La démocratie européenne sur la sellette
L'UE doit empêcher que la Catalogne ne se sépare de l'Espagne, exhorte La Repubblica :
«Il est inacceptable que l'Europe se balkanise, car il s'agit d'un processus tout sauf pacifique. Nous devons réfléchir aux moyens d'éviter une telle issue, sans tabou et en cherchant le compromis. Il ne s'agit pas d'une interprétation du droit constitutionnel, voire du droit international, qui est détourné ou ignoré à tort et à travers par les Etats au nom de leurs propres intérêts. ... C'est l'ordre démocratique et pacifique de notre continent qui est en jeu, à commencer par la grande démocratie espagnole. Madrid a trop longtemps ignoré le nationalisme catalan, le considérant comme la simple expression de velléités régionalistes. Le problème de l'Espagne est également celui de l'Europe. Ceux qui ne s'en rendent pas compte confondent querelle géopolitique et procès juridique, ce qui risque de nous coûter très cher.»
L'UE pousse les minorités vers le nationalisme
Der Nordschleswiger est très déçu par l'UE :
«Nous avons raté une occasion historique de montrer aux citoyens européens que l'UE se soucie d'eux et qu'elle cherche à servir d'intermédiaire. Une chose est évidente lorsque l'on analyse les réactions des Etats membres et des institutions européennes : l'UE est une organisation composée d'Etats, et non la communauté des Européens, voire des régions ou des minorités. Il s'agit de préserver à tout prix le pouvoir de l'Etat-nation. Mais cette démarche éloigne de plus en plus les représentants des minorités et des régions de leur discours majoritairement pro-européen et les pousse dans les bras des nationalistes et des extrémistes politiques.»

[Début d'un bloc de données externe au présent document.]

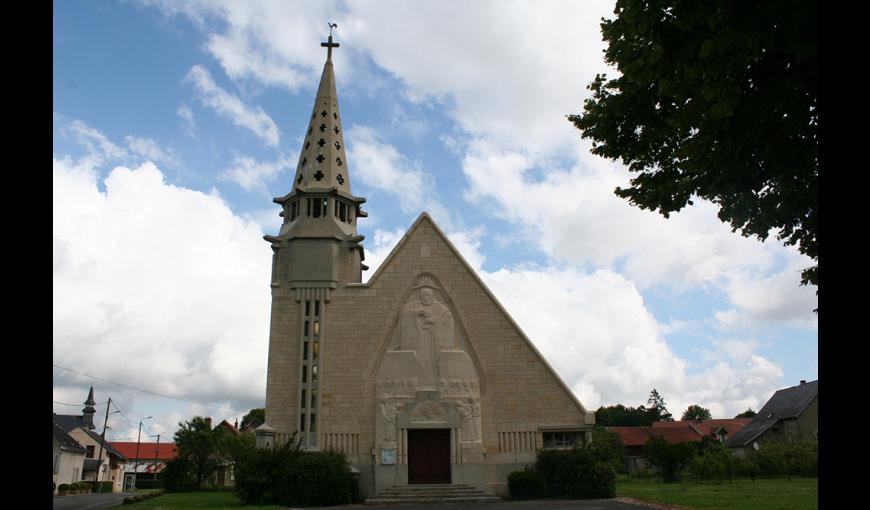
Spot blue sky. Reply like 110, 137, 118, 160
53, 0, 817, 442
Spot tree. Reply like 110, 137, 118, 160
646, 388, 673, 422
240, 408, 265, 431
734, 408, 757, 419
644, 436, 696, 483
595, 404, 653, 426
681, 405, 712, 421
173, 416, 224, 489
569, 0, 817, 289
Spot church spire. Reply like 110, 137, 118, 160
290, 26, 354, 196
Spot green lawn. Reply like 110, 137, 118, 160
617, 477, 818, 510
108, 491, 286, 509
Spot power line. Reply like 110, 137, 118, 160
52, 363, 247, 415
53, 400, 110, 407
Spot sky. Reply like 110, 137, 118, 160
53, 0, 818, 443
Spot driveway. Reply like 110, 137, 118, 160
52, 492, 135, 510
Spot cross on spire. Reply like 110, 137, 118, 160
321, 23, 339, 62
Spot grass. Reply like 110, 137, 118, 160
616, 476, 818, 510
108, 491, 286, 509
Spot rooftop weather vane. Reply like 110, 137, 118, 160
322, 22, 339, 61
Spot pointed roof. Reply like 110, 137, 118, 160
289, 34, 356, 200
357, 212, 595, 423
726, 380, 818, 447
82, 386, 96, 413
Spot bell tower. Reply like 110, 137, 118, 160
263, 29, 367, 449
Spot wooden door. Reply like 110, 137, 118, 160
408, 429, 451, 484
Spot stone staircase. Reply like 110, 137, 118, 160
365, 483, 501, 505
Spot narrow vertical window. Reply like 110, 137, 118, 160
314, 300, 320, 316
313, 321, 320, 336
301, 389, 307, 409
300, 414, 306, 431
302, 366, 307, 383
303, 341, 309, 360
311, 389, 317, 408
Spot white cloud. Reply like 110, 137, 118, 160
478, 265, 784, 418
177, 103, 196, 136
126, 136, 182, 168
219, 153, 291, 194
184, 65, 280, 146
59, 118, 128, 166
53, 156, 272, 410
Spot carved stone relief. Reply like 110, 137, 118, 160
374, 273, 483, 451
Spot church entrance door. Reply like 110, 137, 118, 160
407, 429, 451, 484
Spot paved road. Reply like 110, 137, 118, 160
52, 492, 135, 510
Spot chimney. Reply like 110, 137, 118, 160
205, 417, 212, 429
800, 380, 806, 385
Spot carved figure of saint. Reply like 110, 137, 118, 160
379, 398, 404, 443
455, 397, 481, 443
398, 287, 454, 388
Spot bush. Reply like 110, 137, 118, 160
536, 448, 616, 499
689, 442, 735, 482
58, 483, 70, 493
234, 437, 354, 507
134, 479, 163, 490
644, 437, 696, 483
91, 481, 113, 493
161, 456, 198, 492
508, 467, 546, 499
754, 439, 817, 478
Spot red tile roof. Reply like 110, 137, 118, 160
611, 419, 754, 447
108, 442, 178, 461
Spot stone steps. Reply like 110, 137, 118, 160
366, 484, 501, 505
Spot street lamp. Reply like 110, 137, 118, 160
133, 416, 152, 492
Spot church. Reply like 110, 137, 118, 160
256, 34, 595, 497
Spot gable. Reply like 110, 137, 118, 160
360, 212, 593, 423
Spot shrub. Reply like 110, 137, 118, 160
234, 437, 354, 507
754, 439, 817, 478
58, 483, 70, 493
644, 437, 696, 483
91, 481, 113, 493
134, 479, 163, 490
536, 448, 616, 499
161, 456, 198, 492
508, 467, 546, 499
689, 442, 735, 482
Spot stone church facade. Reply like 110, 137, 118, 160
258, 35, 595, 497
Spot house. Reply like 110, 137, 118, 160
211, 418, 241, 486
109, 441, 178, 490
53, 421, 86, 494
67, 427, 128, 492
726, 379, 818, 458
610, 418, 752, 473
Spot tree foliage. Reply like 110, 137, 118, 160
681, 404, 712, 421
647, 388, 673, 422
644, 436, 696, 483
734, 408, 757, 419
172, 416, 231, 490
595, 404, 652, 427
569, 0, 817, 288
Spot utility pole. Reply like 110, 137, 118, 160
133, 416, 152, 491
95, 397, 111, 493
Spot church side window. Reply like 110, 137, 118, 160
298, 295, 322, 447
543, 431, 585, 449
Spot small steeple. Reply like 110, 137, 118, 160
290, 24, 355, 196
82, 386, 96, 429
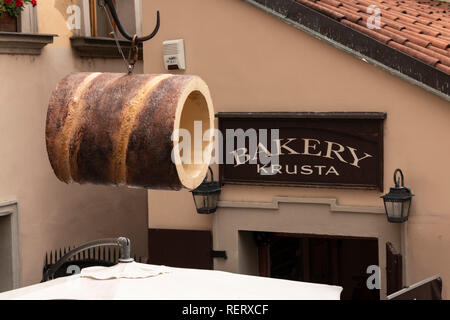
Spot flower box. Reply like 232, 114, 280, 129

Le visage antidémocratique de l'Europe
Le journal Evrensel regrette également que l'UE ne soutienne pas les Catalans :
«Les nations opprimées voudront toujours accéder à leur indépendance. Cette volonté se transmet de génération en génération. ... A l'instar d'autres peuples en Europe, les Catalans veulent décider eux-mêmes de leur sort. ... Soulignons que l'UE ne fera pas faillite à cause de la Catalogne. Car toutes ces régions [aspirant à l'indépendance], notamment la Catalogne, déclarent vouloir rester au sein de l'UE. ... Si l'Union avait réellement un caractère supranational, elle devrait alors tendre la main aux peuples opprimés et leur offrir, à eux comme aux autres, une existence. Mais en agissant dans l'intérêt des Etats-nations, l'UE montre en fait son visage antidémocratique.»
La cacophonie européenne ne fait qu'empirer les choses
L'incapacité de l'Union à adopter une position cohérente dans la crise catalane pourrait s'avérer fatale, commente The Irish Examiner :
«A cause de la Catalogne, l'UE risque de s'enfoncer définitivement dans une crise existentielle. ... Jusqu'à présent, nous avons seulement entendu des prises de position non coordonnées de quelques dirigeants isolés de l'UE. ... L'un des vice-présidents du Parlement européen, Ramón Luis Valcárcel, a qualifié le référendum en Catalogne de 'putsch contre l'Europe'. La grogne en Catalogne pourrait effectivement n'être qu'un début, car les tensions sont déjà manifestes en Europe de l'Est. C'est la raison pour laquelle une réaction coordonnée de l'UE est primordiale.»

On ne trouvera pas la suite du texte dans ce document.